Question

1. use the given two - column proof to write a paragraph proof. given: ∠1 and ∠2 are complementary. prove: ∠2 and ∠3 are complementary. statements: 1. ∠1 and ∠2 are complementary. 2. m∠1 + m∠2 = 90°. 3. ∠1 ≅ ∠3. 4. m∠1 = m∠3. 5. m∠3 + m∠2 = 90°. 6. ∠2 and ∠3 are complementary. reasons: 1. given. 2. def. of comp. ∠. 3. vert. ∠ thm. 4. def. of ≅ ∠. 5. subst. steps 2, 4. 6. def. of comp. ∠.

Explanation:

Step1: State the given

Given that $\angle1$ and $\angle2$ are complementary, so $m\angle1 + m\angle2=90^{\circ}$ (by the definition of complementary angles).

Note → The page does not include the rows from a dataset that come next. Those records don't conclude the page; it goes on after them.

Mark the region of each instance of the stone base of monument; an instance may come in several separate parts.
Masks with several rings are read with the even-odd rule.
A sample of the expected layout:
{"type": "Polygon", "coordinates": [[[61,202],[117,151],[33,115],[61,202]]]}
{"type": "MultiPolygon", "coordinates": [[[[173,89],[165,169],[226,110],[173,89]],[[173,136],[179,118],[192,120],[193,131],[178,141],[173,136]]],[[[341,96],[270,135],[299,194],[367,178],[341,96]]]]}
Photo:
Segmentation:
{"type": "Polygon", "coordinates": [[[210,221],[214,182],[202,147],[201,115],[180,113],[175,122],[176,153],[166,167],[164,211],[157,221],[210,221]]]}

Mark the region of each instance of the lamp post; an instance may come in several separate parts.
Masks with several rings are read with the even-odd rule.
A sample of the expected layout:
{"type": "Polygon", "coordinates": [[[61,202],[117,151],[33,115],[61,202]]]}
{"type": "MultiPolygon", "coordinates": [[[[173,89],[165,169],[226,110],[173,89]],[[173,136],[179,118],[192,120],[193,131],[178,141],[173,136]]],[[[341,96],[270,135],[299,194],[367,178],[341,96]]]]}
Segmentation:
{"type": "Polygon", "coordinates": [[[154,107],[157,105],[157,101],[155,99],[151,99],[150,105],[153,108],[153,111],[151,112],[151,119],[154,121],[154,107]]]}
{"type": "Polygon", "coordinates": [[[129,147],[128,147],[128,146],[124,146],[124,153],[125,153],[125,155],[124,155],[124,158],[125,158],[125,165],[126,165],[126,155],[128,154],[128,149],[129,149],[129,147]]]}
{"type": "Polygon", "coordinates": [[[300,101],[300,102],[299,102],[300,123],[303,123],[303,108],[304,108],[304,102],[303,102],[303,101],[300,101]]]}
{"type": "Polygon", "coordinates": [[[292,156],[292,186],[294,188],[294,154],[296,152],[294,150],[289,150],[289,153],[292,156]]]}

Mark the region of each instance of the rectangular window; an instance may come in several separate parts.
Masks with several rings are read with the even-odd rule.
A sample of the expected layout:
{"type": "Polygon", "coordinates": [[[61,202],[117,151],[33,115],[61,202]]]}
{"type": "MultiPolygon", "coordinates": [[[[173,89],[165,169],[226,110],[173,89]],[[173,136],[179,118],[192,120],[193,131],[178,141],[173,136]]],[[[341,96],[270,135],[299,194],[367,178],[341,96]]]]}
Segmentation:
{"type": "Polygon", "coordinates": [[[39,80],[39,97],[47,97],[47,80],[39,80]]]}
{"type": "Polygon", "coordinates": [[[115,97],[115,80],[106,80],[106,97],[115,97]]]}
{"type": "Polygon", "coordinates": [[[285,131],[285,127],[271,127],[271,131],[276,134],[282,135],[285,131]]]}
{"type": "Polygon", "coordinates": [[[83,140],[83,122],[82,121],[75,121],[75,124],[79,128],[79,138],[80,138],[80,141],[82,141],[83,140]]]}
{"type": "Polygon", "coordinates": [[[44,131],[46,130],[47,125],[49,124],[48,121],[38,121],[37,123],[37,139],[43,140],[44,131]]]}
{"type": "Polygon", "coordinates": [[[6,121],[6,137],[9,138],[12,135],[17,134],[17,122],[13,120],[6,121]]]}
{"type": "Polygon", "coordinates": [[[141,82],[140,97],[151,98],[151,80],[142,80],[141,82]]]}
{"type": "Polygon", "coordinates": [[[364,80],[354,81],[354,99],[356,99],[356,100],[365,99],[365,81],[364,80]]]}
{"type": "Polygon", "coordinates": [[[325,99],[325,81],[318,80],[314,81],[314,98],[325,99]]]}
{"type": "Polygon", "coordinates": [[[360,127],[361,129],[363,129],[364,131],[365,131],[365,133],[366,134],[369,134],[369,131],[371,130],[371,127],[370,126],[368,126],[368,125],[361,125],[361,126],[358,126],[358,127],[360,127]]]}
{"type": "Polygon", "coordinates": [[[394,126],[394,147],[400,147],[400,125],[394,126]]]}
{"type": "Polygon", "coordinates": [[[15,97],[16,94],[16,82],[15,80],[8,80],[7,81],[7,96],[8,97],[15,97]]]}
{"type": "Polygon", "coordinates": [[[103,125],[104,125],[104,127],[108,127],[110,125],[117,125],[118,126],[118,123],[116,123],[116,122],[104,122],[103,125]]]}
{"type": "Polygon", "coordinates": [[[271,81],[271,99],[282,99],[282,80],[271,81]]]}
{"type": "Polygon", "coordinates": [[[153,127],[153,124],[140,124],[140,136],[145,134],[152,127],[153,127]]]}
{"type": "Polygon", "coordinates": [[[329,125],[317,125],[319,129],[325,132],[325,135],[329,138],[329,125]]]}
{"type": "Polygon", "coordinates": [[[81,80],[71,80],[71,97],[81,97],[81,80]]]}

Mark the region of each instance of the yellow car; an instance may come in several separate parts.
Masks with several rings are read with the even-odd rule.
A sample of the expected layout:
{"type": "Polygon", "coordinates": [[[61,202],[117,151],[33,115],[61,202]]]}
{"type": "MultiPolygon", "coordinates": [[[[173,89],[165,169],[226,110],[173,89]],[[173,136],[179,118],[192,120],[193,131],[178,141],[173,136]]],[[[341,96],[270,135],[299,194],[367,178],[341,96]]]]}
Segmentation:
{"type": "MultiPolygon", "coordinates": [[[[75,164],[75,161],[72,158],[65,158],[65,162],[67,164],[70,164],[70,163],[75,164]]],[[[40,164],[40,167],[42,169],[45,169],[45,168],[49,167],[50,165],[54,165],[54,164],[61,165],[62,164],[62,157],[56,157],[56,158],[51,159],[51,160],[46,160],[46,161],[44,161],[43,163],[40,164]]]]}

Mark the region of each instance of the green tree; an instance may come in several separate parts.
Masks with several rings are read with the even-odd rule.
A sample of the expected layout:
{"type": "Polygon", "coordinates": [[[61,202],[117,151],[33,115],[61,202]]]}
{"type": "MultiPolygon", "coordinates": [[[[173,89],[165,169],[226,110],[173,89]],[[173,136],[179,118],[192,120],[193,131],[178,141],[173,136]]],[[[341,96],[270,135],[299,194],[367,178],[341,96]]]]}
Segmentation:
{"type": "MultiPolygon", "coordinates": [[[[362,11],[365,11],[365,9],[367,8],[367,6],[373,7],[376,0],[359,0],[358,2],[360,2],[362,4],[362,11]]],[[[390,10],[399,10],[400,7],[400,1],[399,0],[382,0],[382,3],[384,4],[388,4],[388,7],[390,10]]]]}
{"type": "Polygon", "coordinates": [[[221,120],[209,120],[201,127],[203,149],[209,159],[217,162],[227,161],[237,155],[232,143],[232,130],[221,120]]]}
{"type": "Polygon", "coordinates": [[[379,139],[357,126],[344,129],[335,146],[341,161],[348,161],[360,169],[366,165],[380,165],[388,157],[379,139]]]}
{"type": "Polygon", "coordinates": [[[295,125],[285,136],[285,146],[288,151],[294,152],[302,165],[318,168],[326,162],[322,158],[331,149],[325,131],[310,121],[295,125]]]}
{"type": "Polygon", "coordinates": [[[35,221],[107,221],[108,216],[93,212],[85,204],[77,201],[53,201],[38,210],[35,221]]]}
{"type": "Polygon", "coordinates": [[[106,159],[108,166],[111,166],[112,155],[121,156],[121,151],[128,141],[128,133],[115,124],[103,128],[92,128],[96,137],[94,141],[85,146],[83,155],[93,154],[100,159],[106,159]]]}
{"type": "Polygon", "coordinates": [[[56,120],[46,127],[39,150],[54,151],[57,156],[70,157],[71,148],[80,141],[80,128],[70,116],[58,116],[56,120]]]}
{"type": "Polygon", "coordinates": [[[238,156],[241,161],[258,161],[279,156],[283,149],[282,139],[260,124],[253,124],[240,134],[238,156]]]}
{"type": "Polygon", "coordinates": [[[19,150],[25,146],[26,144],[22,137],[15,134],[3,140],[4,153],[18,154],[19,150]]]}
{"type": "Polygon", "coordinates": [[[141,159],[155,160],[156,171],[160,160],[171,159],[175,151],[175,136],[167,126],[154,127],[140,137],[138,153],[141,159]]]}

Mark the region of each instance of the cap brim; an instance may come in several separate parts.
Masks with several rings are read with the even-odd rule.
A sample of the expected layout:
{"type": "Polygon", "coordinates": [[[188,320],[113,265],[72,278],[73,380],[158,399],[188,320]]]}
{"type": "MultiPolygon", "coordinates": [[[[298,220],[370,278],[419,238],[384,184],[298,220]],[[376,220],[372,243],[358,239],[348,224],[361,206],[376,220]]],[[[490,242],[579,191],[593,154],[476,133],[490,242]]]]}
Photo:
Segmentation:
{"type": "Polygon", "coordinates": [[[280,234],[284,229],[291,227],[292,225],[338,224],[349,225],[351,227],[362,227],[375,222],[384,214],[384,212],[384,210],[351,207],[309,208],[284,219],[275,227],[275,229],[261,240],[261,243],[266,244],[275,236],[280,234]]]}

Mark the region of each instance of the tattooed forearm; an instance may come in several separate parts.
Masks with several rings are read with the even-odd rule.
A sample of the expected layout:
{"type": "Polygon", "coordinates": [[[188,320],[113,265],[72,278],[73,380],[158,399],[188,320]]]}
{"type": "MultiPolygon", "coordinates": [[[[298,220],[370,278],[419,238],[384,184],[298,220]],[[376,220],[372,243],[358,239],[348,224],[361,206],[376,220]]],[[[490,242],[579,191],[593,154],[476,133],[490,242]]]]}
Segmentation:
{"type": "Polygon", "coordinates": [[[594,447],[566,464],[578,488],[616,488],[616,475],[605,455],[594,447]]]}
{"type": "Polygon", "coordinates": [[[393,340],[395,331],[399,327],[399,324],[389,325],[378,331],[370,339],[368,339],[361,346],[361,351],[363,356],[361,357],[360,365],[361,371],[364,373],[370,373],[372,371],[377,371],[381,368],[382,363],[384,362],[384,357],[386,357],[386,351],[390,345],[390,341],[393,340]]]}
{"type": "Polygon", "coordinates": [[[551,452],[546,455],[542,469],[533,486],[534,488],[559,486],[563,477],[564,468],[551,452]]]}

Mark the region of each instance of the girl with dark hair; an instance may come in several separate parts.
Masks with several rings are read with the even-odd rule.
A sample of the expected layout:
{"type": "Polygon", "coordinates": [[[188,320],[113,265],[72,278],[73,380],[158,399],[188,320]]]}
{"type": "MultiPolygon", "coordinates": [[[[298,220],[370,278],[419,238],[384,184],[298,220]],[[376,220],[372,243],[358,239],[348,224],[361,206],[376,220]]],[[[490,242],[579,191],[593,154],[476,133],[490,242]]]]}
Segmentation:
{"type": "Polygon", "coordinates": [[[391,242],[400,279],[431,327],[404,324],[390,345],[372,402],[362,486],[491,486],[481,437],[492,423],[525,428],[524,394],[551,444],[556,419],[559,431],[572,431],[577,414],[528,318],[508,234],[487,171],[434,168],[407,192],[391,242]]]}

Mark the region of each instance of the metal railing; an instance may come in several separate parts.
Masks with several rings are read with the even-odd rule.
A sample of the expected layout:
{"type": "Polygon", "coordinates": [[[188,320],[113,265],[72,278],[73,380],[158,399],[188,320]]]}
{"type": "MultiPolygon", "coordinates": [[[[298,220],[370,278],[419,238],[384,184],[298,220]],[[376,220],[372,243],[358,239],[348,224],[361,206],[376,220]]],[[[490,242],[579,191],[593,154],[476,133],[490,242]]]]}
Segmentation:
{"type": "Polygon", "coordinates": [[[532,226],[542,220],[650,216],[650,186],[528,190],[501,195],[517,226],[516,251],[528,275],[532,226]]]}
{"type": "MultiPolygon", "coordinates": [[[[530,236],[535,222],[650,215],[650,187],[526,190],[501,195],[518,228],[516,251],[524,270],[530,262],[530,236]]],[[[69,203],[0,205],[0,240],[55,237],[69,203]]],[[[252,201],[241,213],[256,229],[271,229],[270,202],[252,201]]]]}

Step2: Use vertical - angle property

Since $\angle1\cong\angle3$ (Vertical - Angle Theorem), then $m\angle1 = m\angle3$ (by the definition of congruent angles).

Step3: Substitute

Substitute $m\angle1$ with $m\angle3$ in the equation $m\angle1 + m\angle2 = 90^{\circ}$. We get $m\angle3 + m\angle2=90^{\circ}$.

Step4: Apply the definition of complementary angles

Since $m\angle3 + m\angle2 = 90^{\circ}$, by the definition of complementary angles, $\angle2$ and $\angle3$ are complementary.

Answer:

The proof shows that if $\angle1$ and $\angle2$ are complementary and $\angle1\cong\angle3$, then $\angle2$ and $\angle3$ are complementary.